Matteo Raspa, portiere della Sampdoria Primavera e simbolo del club

Gabriele Buzzalino
12.04.2020 12:00

Foto di Chiara Bertuccio

 

Un giorno che Matteo Raspa sicuramente ricorderà per molto tempo è il 28 settembre 2019: quella sera, infatti, la Sampdoria affrontò l’Inter al Luigi Ferraris e per il giovane portiere fu la prima convocazione in prima squadra. Nonostante i blucerchiati fossero incappati nella quinta sconfitta in sei partite di campionato perdendo 1-3, non c’è dubbio che per Raspa fu un momento indescrivibile calcare il terreno di gioco di uno stadio di Serie A, condividere quei 105 metri x 68 con campioni di calibro internazionale, pur rimanendo in panchina per tutto il tempo. La prima convocazione con i “grandi” può essere considerata una sorta di obiettivo raggiunto, ma reputarlo un punto d’arrivo sarebbe sbagliato visto che, se sedersi su quella panchina per la prima volta è la conseguenza di una gran mole di lavoro e sacrificio, continuando per questa strada si può arrivare a ben più alti risultati.

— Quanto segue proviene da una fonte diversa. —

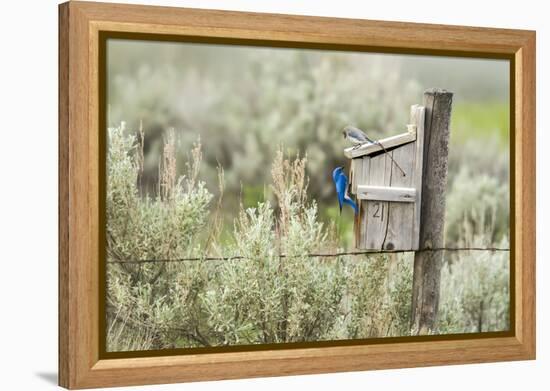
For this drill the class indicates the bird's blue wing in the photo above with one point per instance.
(349, 201)
(341, 185)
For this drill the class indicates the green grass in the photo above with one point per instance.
(481, 120)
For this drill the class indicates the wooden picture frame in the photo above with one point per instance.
(81, 364)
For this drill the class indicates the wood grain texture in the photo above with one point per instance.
(80, 23)
(427, 264)
(387, 143)
(417, 120)
(396, 194)
(394, 223)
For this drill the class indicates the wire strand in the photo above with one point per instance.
(313, 255)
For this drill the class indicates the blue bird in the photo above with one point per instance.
(341, 183)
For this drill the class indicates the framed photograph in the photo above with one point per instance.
(247, 195)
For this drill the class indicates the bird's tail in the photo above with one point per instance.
(350, 202)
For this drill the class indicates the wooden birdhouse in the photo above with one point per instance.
(386, 180)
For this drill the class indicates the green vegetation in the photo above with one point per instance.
(252, 295)
(244, 195)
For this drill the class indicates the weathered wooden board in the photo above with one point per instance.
(389, 199)
(381, 193)
(356, 173)
(370, 148)
(400, 214)
(376, 212)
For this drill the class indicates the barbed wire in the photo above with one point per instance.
(312, 255)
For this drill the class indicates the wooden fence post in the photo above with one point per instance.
(427, 264)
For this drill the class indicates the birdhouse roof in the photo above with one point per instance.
(389, 142)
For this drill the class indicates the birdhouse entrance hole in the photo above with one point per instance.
(386, 180)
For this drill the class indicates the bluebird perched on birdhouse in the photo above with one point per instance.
(341, 183)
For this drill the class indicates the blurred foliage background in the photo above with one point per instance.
(245, 104)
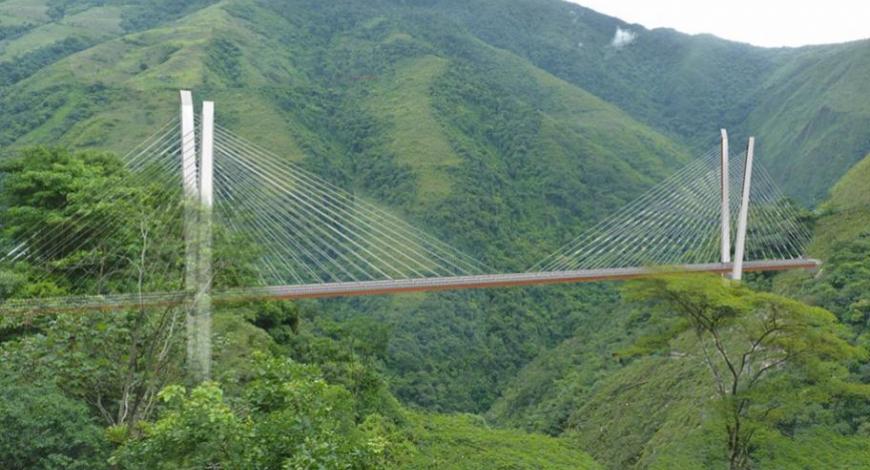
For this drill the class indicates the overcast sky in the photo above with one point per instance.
(769, 23)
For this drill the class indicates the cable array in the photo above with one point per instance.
(117, 239)
(678, 220)
(309, 231)
(122, 244)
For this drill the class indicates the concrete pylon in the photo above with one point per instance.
(198, 187)
(740, 243)
(725, 224)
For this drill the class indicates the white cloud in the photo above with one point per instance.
(622, 38)
(763, 23)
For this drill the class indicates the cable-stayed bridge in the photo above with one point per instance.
(199, 215)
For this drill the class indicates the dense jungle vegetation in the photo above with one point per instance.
(504, 128)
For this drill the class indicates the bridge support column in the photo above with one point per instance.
(740, 243)
(200, 362)
(197, 369)
(725, 229)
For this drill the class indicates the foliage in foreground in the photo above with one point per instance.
(770, 357)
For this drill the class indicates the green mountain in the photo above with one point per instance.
(504, 127)
(653, 412)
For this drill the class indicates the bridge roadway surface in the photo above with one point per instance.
(397, 286)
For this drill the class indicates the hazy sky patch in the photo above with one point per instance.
(770, 23)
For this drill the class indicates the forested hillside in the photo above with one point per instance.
(503, 127)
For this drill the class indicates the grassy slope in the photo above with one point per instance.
(651, 413)
(492, 153)
(808, 106)
(846, 214)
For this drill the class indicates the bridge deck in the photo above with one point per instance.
(349, 289)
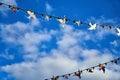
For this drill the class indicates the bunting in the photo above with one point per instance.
(79, 73)
(118, 31)
(31, 14)
(63, 21)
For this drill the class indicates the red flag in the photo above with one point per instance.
(102, 67)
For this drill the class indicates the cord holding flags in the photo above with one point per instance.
(63, 21)
(101, 66)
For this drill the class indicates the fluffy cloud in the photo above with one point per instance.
(68, 56)
(49, 8)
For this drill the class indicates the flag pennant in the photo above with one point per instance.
(14, 9)
(115, 61)
(118, 31)
(106, 27)
(47, 17)
(1, 4)
(102, 67)
(56, 78)
(62, 21)
(78, 74)
(92, 26)
(105, 63)
(77, 22)
(31, 14)
(90, 70)
(65, 76)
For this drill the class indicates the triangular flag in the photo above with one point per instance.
(92, 26)
(65, 76)
(78, 74)
(115, 61)
(47, 17)
(77, 22)
(62, 21)
(14, 9)
(31, 14)
(107, 27)
(90, 70)
(1, 4)
(56, 78)
(102, 67)
(118, 31)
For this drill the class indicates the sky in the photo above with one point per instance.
(38, 49)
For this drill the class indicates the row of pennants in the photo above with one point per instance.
(63, 21)
(79, 73)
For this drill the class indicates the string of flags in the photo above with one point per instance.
(63, 21)
(79, 73)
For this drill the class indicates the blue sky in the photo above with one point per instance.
(38, 49)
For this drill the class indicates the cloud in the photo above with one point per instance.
(6, 56)
(49, 8)
(4, 9)
(115, 43)
(69, 55)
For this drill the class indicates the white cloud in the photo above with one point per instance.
(4, 9)
(49, 8)
(7, 56)
(115, 43)
(69, 55)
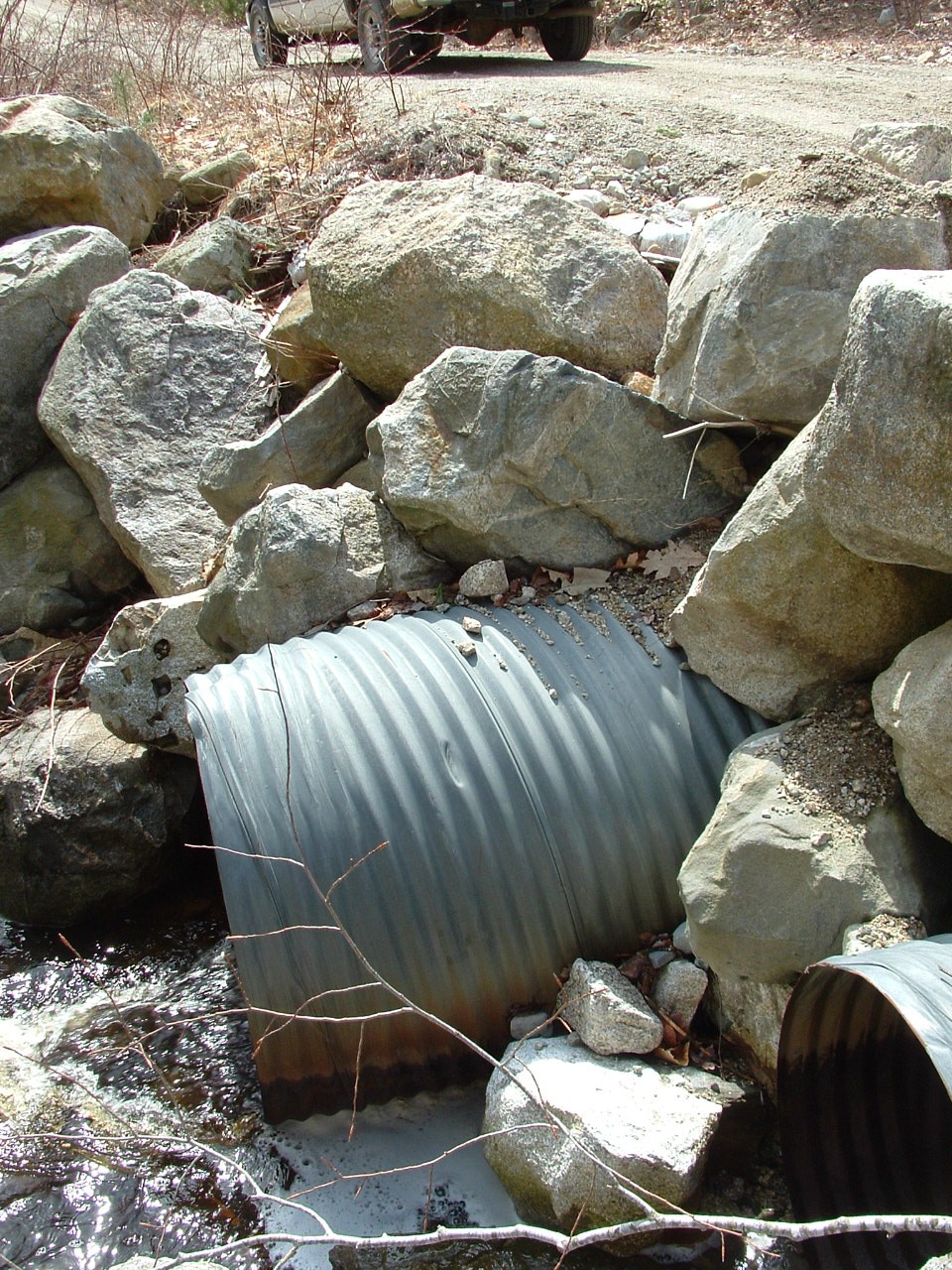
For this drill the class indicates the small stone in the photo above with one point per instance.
(698, 203)
(484, 578)
(678, 991)
(757, 177)
(607, 1011)
(592, 198)
(680, 939)
(634, 159)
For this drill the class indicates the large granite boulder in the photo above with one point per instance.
(879, 472)
(811, 834)
(66, 163)
(302, 558)
(780, 612)
(914, 151)
(513, 456)
(760, 304)
(58, 561)
(912, 702)
(136, 679)
(46, 280)
(404, 270)
(313, 444)
(655, 1127)
(87, 822)
(151, 376)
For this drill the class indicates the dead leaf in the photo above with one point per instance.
(674, 559)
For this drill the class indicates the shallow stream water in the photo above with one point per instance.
(128, 1097)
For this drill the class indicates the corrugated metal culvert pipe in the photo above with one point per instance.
(865, 1096)
(537, 786)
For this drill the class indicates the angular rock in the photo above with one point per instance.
(656, 1128)
(751, 1015)
(202, 187)
(313, 444)
(136, 679)
(758, 307)
(87, 824)
(151, 376)
(295, 345)
(214, 257)
(46, 280)
(879, 472)
(484, 578)
(302, 558)
(679, 989)
(778, 874)
(912, 702)
(405, 270)
(530, 458)
(914, 151)
(780, 612)
(607, 1011)
(64, 163)
(58, 561)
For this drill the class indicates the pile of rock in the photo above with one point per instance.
(456, 386)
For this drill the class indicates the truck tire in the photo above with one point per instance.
(270, 46)
(386, 45)
(567, 40)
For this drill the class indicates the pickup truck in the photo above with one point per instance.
(397, 35)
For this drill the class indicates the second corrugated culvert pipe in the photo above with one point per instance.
(536, 785)
(865, 1098)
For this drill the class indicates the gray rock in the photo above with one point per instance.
(607, 1011)
(914, 151)
(45, 282)
(294, 343)
(775, 878)
(751, 1015)
(151, 376)
(214, 257)
(655, 1127)
(64, 163)
(484, 578)
(203, 187)
(136, 679)
(302, 558)
(879, 472)
(912, 702)
(593, 199)
(58, 561)
(758, 308)
(313, 444)
(405, 270)
(679, 989)
(780, 612)
(87, 824)
(525, 457)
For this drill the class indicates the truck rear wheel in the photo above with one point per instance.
(567, 40)
(386, 45)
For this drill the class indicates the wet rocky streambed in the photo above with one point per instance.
(128, 1093)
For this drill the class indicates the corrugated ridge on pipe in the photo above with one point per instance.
(865, 1097)
(537, 798)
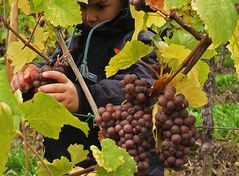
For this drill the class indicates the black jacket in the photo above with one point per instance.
(113, 34)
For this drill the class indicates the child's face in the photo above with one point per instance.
(97, 11)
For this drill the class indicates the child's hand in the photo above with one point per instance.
(64, 91)
(21, 80)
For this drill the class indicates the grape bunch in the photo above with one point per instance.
(130, 124)
(177, 128)
(35, 76)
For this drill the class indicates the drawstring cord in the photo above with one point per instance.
(83, 67)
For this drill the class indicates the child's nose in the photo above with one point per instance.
(91, 17)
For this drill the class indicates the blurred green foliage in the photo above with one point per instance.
(16, 165)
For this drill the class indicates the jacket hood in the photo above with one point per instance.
(122, 22)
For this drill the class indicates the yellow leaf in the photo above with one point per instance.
(157, 4)
(233, 47)
(192, 92)
(155, 19)
(174, 55)
(24, 6)
(40, 38)
(20, 56)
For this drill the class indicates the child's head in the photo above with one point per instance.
(97, 11)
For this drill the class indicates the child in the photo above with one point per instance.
(111, 26)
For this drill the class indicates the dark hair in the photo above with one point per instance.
(125, 3)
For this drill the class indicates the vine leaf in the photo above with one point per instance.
(139, 21)
(8, 97)
(7, 133)
(60, 167)
(144, 20)
(47, 116)
(175, 54)
(77, 153)
(157, 4)
(190, 88)
(20, 55)
(131, 53)
(113, 160)
(212, 13)
(174, 4)
(233, 47)
(60, 13)
(154, 19)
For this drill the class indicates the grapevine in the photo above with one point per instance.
(130, 124)
(35, 78)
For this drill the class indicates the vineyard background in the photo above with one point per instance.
(224, 147)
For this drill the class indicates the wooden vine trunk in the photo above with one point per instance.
(207, 120)
(11, 36)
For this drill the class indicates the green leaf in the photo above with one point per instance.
(8, 97)
(113, 160)
(139, 21)
(47, 116)
(7, 134)
(24, 6)
(77, 153)
(174, 4)
(3, 34)
(61, 12)
(219, 16)
(59, 167)
(130, 54)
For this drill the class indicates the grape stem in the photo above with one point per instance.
(24, 132)
(218, 128)
(151, 69)
(76, 71)
(84, 171)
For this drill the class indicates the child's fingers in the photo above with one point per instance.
(58, 76)
(52, 88)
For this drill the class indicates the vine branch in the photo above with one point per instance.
(35, 27)
(176, 18)
(76, 71)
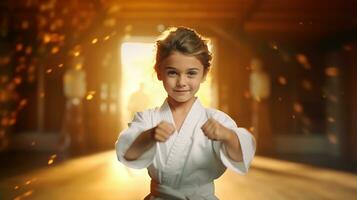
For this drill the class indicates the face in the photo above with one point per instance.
(181, 76)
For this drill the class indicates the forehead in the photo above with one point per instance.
(180, 61)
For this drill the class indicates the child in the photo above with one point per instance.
(184, 146)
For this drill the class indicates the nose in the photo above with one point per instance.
(181, 81)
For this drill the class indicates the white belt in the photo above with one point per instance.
(168, 193)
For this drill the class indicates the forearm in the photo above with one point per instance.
(141, 144)
(233, 147)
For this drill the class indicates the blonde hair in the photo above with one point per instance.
(183, 40)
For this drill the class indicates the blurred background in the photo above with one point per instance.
(72, 73)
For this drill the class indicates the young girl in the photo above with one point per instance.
(184, 146)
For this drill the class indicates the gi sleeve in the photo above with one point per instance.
(140, 123)
(247, 143)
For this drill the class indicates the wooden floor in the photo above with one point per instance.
(101, 176)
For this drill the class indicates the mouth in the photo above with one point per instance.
(181, 90)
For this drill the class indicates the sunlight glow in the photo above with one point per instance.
(140, 87)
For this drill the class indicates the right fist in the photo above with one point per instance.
(163, 131)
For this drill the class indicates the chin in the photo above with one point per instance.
(181, 99)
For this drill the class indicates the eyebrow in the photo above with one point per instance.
(192, 68)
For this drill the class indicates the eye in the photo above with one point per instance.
(171, 73)
(192, 73)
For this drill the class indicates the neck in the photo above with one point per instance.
(180, 106)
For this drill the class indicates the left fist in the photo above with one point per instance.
(215, 131)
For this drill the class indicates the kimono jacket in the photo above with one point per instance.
(185, 166)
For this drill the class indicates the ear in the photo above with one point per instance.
(159, 75)
(205, 72)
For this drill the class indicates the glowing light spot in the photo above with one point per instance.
(25, 25)
(19, 47)
(28, 50)
(282, 80)
(331, 71)
(46, 38)
(247, 94)
(90, 95)
(95, 40)
(331, 119)
(298, 107)
(332, 138)
(347, 47)
(306, 84)
(54, 50)
(18, 80)
(76, 53)
(302, 59)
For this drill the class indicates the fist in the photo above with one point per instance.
(163, 131)
(215, 131)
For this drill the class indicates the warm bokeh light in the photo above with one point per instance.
(138, 75)
(331, 71)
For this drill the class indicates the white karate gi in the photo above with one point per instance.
(185, 166)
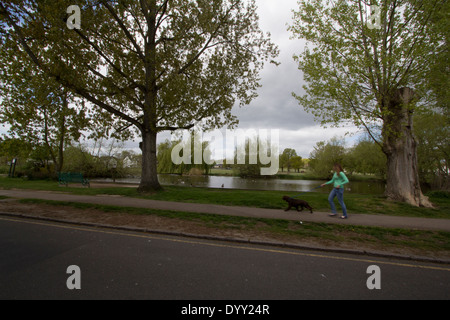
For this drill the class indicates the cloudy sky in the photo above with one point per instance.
(275, 107)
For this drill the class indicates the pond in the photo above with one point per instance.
(229, 182)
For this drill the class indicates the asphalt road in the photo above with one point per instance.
(34, 257)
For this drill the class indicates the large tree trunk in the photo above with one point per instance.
(400, 147)
(149, 179)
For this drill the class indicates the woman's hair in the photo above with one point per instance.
(338, 167)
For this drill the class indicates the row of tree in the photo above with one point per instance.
(155, 65)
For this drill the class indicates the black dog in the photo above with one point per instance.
(296, 203)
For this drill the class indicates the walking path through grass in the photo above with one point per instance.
(387, 221)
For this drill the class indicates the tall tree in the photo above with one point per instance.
(38, 109)
(371, 75)
(154, 65)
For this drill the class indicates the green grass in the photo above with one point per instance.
(430, 241)
(356, 203)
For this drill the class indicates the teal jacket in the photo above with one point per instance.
(338, 180)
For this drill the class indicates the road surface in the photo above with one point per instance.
(35, 256)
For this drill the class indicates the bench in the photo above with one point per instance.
(65, 177)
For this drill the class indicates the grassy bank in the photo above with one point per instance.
(397, 240)
(356, 203)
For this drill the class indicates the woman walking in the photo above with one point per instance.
(338, 181)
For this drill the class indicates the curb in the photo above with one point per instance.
(235, 240)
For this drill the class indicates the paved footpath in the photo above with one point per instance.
(355, 219)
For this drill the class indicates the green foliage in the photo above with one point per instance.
(432, 129)
(287, 159)
(325, 155)
(150, 66)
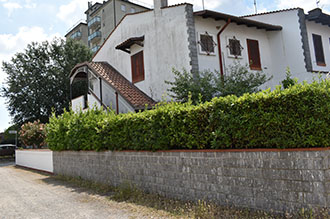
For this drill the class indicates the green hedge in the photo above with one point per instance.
(292, 118)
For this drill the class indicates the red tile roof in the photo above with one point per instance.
(133, 95)
(270, 12)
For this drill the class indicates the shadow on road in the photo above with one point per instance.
(79, 188)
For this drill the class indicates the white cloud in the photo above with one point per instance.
(72, 12)
(11, 44)
(306, 5)
(29, 4)
(11, 6)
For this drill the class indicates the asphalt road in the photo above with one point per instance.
(27, 194)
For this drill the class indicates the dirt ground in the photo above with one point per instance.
(29, 194)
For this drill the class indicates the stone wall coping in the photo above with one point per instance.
(220, 150)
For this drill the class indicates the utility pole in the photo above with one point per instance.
(255, 6)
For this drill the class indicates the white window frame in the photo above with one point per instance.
(228, 50)
(200, 46)
(123, 7)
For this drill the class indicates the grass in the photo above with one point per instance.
(128, 193)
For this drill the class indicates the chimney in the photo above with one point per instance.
(158, 4)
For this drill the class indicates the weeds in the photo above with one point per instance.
(129, 193)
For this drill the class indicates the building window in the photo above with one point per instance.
(318, 48)
(123, 7)
(254, 54)
(137, 67)
(234, 48)
(207, 44)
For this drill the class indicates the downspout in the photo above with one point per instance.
(114, 13)
(101, 90)
(117, 104)
(219, 46)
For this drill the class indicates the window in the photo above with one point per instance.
(123, 7)
(318, 48)
(137, 67)
(234, 48)
(207, 44)
(254, 54)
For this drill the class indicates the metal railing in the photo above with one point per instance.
(76, 35)
(94, 35)
(94, 21)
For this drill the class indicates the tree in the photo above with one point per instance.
(203, 86)
(38, 79)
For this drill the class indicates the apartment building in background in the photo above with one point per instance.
(101, 19)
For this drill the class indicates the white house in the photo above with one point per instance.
(145, 46)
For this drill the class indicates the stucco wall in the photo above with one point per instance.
(242, 33)
(286, 46)
(165, 47)
(269, 180)
(35, 159)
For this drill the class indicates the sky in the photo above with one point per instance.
(26, 21)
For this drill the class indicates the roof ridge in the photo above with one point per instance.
(270, 12)
(135, 105)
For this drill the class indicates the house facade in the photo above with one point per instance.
(146, 46)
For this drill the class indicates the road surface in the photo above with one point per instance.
(27, 194)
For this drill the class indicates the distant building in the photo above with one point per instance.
(79, 32)
(101, 20)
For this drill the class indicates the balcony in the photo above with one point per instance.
(95, 48)
(76, 36)
(94, 22)
(95, 37)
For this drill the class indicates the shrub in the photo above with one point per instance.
(290, 118)
(33, 134)
(289, 81)
(203, 86)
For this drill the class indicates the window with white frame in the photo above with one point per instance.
(123, 7)
(206, 43)
(234, 47)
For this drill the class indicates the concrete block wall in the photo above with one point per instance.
(268, 180)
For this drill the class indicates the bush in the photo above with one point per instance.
(203, 86)
(290, 118)
(33, 134)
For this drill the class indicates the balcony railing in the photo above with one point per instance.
(95, 48)
(76, 35)
(94, 22)
(94, 37)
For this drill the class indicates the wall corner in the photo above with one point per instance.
(192, 43)
(304, 40)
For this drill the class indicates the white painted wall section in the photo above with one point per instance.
(165, 47)
(35, 159)
(242, 33)
(286, 46)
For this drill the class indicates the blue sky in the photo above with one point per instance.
(24, 21)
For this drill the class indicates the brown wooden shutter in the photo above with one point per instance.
(318, 48)
(137, 67)
(254, 54)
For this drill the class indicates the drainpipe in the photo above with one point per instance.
(117, 104)
(219, 46)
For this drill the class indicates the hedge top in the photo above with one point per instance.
(296, 117)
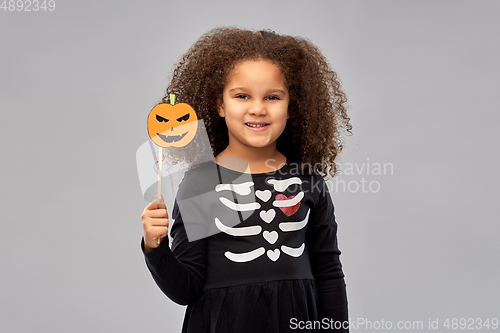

La carriera calcistica di Matteo Raspa, nato il 21 agosto 2001 a Genova, inizia all’età di 5 anni, quando per la prima volta, dopo aver giocato a calcio soltanto per strada, si unisce alla società sportiva della Bolzanetese. Qui, seppur ancora un bambino, si mette in mostra per le sue doti tecniche e atletiche e sviluppa la sua abilità in un ruolo molto particolare, il portiere.

Spesso si dice che questo ruolo sia ricoperto da chi è “un po’ matto” e forse è proprio così, visto che l’estremo difensore nel corso di una partita potrebbe rimanere fermo, immobile e inoperoso per quasi tutto l’incontro, ma se anche una sola volta venisse chiamato in causa non potrebbe sbagliare, poiché il suo errore costerebbe quasi sicuramente un gol alla sua squadra. Questi aspetti potrebbero scoraggiare un ragazzino poco convinto o non sicuro di sé, ma non è il caso di Raspa, che nel 2011 va incontro alla prima tappa fondamentale del suo percorso. Infatti, dopo essere stato adocchiato e chiamato l’anno precedente, il portiere si unisce alla Sampdoria, una società sportiva professionistica che ha sempre calcato i palcoscenici della Serie A (anche se nel primo anno di giovanili di Raspa la Samp si trovava in Serie B).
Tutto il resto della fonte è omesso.